Earlier this year, Mr. Raj Chetty, an economist from Harvard, and five other researchers, set out to conduct a new study on the effectiveness of early childhood programs using a broader set of outcomes including a child’s health and eventual earnings. By studying the life paths of almost 12,000 children, now thirty years old, who were involved in a well-known education experiment in Tennessee in the 1980s, the Harvard researchers discovered startling results. Similar to other studies, this study found that the fade-out effect still applied: the positive effects of specialized early childhood help on test scores relatively vanished by the time the students reached junior high. Yet, when Mr. Chetty and his colleagues took another look at the students in adulthood, the early childhood help seemed to reemerge in an outstanding way: students who had learned much more in kindergarten were more likely to go to college than other students, were less likely to become single parents, were more likely to be saving for retirement, and were earning more.

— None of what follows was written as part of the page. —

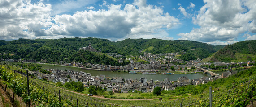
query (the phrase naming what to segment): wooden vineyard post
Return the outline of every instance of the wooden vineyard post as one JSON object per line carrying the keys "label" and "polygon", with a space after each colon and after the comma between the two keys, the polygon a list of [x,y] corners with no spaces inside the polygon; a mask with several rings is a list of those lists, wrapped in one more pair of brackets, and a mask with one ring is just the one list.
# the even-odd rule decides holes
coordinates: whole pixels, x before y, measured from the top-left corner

In fact, for every percentile that they moved up the test-score distribution over the course of kindergarten, they made about $100 more at age 27.

Economists don’t pretend to know the exact reasons why early childhood programs affected the Tennessee children in these ways. Nevertheless, it’s not difficult to come up with some plausible causes: good early education can impart practical and moral skills like patience, discipline, manners, and perseverance. While multiple-choice tests might not be able to pick up on these skills, the 5-year-olds sure could.